Considérant ce qui suit :
Il résulte de l’instruction que, postérieurement à l’introduction de sa requête en référé, M. A… a obtenu la délivrance d’une attestation de prolongation d’instruction valable du 14 novembre 2025 au 13 février 2026. Ce document, qui maintient l’ensemble des droits ouverts par le titre de séjour qu’il détenait auparavant, et notamment celui d’exercer une activité professionnelle, atteste de ce que le préfet entend poursuivre l’instruction de sa demande de titre de séjour. Par suite, les conclusions de M. A… aux fins de suspension de l’exécution de la décision implicite contestée, qui n’ont d’autre finalité que d’entraîner le réexamen de cette demande et la délivrance, dans l’attente, d’un document l’autorisant provisoirement à séjourner et à travailler en France, doivent être regardées, dans les circonstances de l’espèce, comme ayant perdu leur objet.

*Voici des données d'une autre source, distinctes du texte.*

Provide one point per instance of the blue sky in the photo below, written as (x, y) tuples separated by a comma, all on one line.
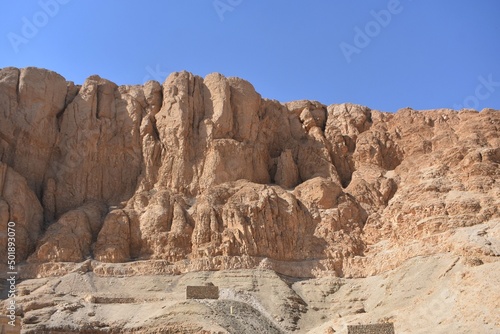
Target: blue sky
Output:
[(385, 54)]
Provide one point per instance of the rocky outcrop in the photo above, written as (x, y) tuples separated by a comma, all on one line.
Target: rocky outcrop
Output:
[(199, 169)]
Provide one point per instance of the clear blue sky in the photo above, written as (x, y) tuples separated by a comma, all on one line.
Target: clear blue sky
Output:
[(427, 54)]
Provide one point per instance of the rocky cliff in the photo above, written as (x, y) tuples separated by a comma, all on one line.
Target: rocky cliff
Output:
[(205, 174)]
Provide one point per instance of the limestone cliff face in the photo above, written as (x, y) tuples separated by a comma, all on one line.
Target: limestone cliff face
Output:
[(203, 173)]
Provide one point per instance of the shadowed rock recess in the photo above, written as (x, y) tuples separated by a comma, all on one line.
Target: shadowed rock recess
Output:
[(203, 174)]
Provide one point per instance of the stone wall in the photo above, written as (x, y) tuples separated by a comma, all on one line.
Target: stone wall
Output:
[(387, 328), (5, 328)]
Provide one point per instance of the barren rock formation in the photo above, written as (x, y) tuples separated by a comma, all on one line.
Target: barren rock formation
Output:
[(204, 174), (203, 168)]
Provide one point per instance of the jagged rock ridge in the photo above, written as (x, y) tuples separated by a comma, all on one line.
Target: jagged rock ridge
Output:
[(204, 174)]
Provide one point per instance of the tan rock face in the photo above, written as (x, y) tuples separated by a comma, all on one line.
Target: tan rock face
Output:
[(203, 170)]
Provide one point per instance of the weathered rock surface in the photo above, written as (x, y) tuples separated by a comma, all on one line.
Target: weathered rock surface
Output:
[(203, 174), (203, 170)]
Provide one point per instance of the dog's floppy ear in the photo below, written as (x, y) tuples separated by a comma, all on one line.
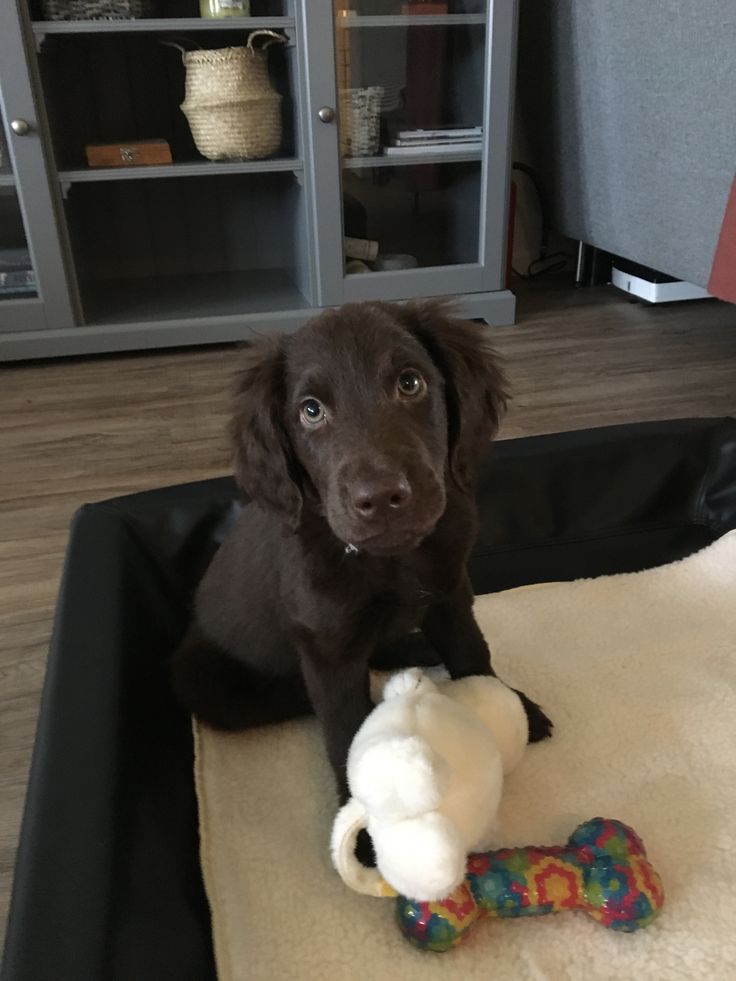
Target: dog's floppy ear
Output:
[(475, 387), (265, 466)]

Il s’ensuit qu’il n’y a pas lieu de statuer sur ces conclusions.
Enfin, il y a lieu de mettre à la charge de l’État, qui peut être regardé comme la partie perdante dans les circonstances de l’espèce, une somme de 500 euros à verser à M. A… au titre de l’article L. 761-1 du code de justice administrative.
ORDONNE :
Article 1er : Il n’y a pas lieu de statuer sur les conclusions aux fins de suspension, d’injonction et d’astreinte de la requête de M. A….
Article 2 : L’État versera une somme de 500 euros à M. A… au titre de l’article L. 761-1 du code de justice administrative.
Article 3 : La présente ordonnance sera notifiée à M. B… A… et au préfet de la Seine-Saint-Denis et au ministre de l’intérieur.
Fait à Montreuil, le 18 novembre 2025.
Le juge des référés,
J.-F. Baffray
La République mande et ordonne au ministre de l’intérieur en ce qui le concerne ou à tous commissaires de justice à ce requis en ce qui concerne les voies de droit commun contre les parties privées, de pourvoir à l’exécution de la présente décision.